Let’s look at a marker that we just identified for distinguishing between endothelial cells in the Papilla region versus those in the Cortex region.

gene <- "Igfbp3"

# Filter for spots only in the two regions being compared
region_filter <- data$niche[, ".data_Cortex"] == 1 | data$niche[, ".data_IM"] == 1
gene_expr <- data$normcounts[region_filter, gene]
cellprop_score <- data$deconv[region_filter, "Endothelial cells" ]
region_label <- ifelse(data$niche[region_filter, ".data_Cortex"] == 1, "Cortex", "IM")
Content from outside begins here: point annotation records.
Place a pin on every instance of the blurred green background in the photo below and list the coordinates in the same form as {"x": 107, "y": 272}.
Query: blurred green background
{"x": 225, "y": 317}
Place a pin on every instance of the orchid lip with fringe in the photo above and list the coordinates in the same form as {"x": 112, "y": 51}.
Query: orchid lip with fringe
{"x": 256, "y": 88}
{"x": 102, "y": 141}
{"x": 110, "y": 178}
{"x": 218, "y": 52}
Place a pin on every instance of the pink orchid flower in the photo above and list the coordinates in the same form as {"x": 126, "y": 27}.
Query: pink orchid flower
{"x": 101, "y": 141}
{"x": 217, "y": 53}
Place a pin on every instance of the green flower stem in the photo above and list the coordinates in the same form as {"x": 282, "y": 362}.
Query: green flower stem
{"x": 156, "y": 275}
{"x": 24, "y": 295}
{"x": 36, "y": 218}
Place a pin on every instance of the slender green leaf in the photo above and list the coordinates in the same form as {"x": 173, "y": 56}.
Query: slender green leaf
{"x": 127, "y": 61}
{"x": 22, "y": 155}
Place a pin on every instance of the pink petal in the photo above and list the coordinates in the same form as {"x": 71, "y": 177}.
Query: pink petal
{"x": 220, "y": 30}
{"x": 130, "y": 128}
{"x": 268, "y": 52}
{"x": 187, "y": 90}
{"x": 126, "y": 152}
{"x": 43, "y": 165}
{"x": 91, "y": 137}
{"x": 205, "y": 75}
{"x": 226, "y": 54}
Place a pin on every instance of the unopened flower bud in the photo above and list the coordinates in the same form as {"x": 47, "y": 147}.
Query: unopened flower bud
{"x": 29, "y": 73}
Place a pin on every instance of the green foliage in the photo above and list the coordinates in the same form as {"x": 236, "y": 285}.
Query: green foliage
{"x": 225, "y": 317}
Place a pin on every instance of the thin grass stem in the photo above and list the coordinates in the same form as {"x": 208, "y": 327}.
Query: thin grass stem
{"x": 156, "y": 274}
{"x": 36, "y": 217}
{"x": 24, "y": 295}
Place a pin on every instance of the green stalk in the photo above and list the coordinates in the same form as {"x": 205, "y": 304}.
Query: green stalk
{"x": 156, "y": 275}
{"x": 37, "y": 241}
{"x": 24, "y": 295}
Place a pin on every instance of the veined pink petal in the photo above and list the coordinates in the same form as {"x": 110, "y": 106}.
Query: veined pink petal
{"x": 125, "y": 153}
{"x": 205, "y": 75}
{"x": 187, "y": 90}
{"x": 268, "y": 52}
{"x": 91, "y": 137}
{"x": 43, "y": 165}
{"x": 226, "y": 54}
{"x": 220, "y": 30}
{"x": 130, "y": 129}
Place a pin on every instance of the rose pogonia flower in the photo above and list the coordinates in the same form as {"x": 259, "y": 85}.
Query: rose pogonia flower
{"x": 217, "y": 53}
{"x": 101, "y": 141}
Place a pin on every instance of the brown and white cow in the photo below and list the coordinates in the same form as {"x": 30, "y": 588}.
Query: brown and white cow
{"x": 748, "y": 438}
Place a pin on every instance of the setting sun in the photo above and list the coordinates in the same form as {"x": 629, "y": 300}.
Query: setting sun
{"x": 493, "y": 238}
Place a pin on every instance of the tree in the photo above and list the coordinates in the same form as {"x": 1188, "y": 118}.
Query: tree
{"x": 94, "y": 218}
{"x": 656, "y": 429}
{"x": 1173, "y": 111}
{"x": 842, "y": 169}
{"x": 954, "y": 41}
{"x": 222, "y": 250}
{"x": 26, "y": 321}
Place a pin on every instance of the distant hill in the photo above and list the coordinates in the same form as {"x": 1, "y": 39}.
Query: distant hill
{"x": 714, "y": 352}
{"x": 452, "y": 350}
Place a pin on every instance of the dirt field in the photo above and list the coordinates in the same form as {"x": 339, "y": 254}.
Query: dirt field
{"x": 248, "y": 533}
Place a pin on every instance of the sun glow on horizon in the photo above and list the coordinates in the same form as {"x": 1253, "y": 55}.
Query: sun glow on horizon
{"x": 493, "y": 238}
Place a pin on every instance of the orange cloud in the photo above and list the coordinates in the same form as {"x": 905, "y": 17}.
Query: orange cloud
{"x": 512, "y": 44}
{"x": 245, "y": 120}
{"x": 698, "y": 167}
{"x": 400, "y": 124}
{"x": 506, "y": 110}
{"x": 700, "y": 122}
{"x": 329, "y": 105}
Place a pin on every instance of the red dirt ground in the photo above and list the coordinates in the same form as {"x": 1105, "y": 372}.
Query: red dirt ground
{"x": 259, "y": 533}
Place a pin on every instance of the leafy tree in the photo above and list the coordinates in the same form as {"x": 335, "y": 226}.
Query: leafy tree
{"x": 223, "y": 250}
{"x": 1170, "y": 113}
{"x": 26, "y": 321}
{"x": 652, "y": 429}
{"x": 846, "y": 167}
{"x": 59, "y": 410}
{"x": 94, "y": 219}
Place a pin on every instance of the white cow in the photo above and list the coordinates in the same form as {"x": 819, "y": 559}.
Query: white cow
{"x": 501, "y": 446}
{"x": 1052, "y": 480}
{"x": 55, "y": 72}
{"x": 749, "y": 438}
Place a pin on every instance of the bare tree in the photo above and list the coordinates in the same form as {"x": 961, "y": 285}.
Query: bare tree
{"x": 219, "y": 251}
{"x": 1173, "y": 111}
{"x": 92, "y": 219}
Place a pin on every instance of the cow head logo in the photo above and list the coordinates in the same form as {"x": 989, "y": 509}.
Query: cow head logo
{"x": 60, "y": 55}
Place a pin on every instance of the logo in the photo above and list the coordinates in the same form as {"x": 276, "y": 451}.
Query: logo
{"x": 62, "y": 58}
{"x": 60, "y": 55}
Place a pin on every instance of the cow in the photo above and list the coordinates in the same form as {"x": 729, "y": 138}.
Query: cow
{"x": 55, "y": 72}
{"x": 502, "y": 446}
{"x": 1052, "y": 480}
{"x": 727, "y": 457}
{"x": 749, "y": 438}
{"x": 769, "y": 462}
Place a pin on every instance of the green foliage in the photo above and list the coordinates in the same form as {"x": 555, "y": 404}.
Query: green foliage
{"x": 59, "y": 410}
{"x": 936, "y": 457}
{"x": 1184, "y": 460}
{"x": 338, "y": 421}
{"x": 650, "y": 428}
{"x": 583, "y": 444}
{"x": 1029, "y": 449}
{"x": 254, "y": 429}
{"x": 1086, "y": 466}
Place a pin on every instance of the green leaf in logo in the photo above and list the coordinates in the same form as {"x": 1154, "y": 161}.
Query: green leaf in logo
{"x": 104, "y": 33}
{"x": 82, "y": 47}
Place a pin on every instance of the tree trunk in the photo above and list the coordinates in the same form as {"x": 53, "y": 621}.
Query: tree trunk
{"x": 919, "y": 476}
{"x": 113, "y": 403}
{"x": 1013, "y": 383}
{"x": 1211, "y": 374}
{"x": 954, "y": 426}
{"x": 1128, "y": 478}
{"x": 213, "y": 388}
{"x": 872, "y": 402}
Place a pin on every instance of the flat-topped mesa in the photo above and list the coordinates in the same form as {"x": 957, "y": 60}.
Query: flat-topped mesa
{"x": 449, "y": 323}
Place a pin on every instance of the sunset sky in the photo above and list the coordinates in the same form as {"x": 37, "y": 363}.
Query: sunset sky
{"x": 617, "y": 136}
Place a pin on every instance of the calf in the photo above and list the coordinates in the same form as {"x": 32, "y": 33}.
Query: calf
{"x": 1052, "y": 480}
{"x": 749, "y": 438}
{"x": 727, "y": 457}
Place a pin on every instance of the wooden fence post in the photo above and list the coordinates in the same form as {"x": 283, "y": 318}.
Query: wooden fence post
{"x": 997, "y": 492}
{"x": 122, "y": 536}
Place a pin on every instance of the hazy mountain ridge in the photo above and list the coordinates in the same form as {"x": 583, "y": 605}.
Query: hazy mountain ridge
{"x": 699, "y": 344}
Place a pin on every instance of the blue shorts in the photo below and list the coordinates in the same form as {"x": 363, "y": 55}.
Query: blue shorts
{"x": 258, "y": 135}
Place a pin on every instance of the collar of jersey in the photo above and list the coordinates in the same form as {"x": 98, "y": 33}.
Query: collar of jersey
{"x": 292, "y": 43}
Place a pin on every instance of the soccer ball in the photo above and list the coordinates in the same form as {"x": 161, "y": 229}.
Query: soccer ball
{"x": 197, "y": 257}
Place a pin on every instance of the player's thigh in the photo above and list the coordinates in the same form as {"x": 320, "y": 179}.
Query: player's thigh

# Create plotting data frame
plot_df <- data.frame(
  x = data_sparrow$coords[region_filter, 2],
  y = data_sparrow$coords[region_filter, 1],
  Gene = gene_expr,
  region = region_label,
  celltype = cellprop_score
)

# === Plot 1: Gene expression levels ===
p1 <- ggplot(plot_df, aes(x = x, y = y, color = Gene)) +
  geom_point(size = 2, alpha=0.5) +
  scale_color_viridis_c() +
  labs(title = paste0(gene, " Gene expression value"), color = gene) +
  coord_fixed() +
  theme_minimal() + 
  scale_color_gradient(low = "blue", high = "red") 

# === Plot 2: Region annotation ===
p2 <- ggplot(plot_df, aes(x = x, y = y, color = region)) +
  geom_point(size = 2, alpha=0.5) +
  scale_color_manual(values = c("Cortex" = "#1f78b4", "IM" = "#33a02c")) +
  labs(title = "Region Membership", color = "Region") +
  coord_fixed() +
  theme_minimal()

# === Plot 3: Endoehelial cell type proportion ===
p3 <- ggplot(plot_df, aes(x = x, y = y, color = celltype)) +
  geom_point(size = 2, alpha=0.5) +
  scale_color_viridis_c() +
  labs(title = "Deconvolution Proportion") +
  coord_fixed() +
  theme_minimal()  


combined_plot = p1+p2+p3
ggsave("example_gene.png", plot=combined_plot, width=15, height=5, dpi=300)

Example gene spatial map

We see that while endothelial cells are present in both the cortex and IM, the endothelial gene Igfbp3 has visible expression enrichment only in the cortex.